Toronto's Economic Development and Culture department says it has done no forecasting, no studies on marijuana tourism.
In Amsterdam the drug tourism industry pumps half a billion dollars a year into the economy.
Legal sales in Colorado rake in over a billion dollars.
Can we expect visitors here purely to get high and enjoy all the pot-themed businesses that'll come with legalization this Summer?
Yes we can.
"Everyone focuses on the cultivation and retail. But, you're going to see a lot of services pop up around this and a lot of other ancillary businesses pop up and a lot of interesting ones that will be coming out," describes Matt Maurer with Cannabis Law Group.
It helps that the province is considering relaxing some rules. "It's welcome news that it could be allowed in hotel rooms and that they're also considering consumption lounges where people can specifically go to consume without having to do it out in the public, on the street."
Maurer says we may see tour buses where people can consume and go on trips to cultivation sites, grow-ops, and glass blowing facilities.

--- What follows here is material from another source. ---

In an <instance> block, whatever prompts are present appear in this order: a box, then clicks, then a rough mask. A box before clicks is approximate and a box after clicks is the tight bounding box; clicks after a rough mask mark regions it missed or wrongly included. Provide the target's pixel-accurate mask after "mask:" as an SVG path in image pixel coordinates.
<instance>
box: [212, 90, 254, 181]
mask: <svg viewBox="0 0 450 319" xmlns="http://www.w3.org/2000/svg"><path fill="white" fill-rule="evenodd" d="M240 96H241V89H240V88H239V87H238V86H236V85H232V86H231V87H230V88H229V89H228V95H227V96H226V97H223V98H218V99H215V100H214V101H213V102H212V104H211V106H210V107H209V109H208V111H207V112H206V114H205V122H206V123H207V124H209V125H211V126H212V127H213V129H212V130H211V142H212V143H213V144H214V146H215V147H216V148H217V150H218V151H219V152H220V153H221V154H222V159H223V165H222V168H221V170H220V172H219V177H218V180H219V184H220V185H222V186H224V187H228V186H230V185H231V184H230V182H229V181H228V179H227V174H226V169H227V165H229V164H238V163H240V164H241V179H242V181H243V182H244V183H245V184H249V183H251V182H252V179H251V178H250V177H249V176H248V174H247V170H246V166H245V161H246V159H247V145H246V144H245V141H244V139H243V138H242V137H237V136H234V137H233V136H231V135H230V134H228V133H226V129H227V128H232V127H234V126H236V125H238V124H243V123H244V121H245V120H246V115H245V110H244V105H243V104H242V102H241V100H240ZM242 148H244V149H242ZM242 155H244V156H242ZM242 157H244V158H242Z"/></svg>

Usually when people think about marijuana they think about British Columbia and its world-renowned weed. Maurer argues Toronto will have a leg up on our friends out West. "How accessible is the city of Toronto to the majority of the United States; whether it's Florida, whether it's New York, whether it's Ohio as opposed to BC which is all the way on the West Coast. It'll be accessible to West Coast states but most of the West Coast states have recreational legalized at a state level."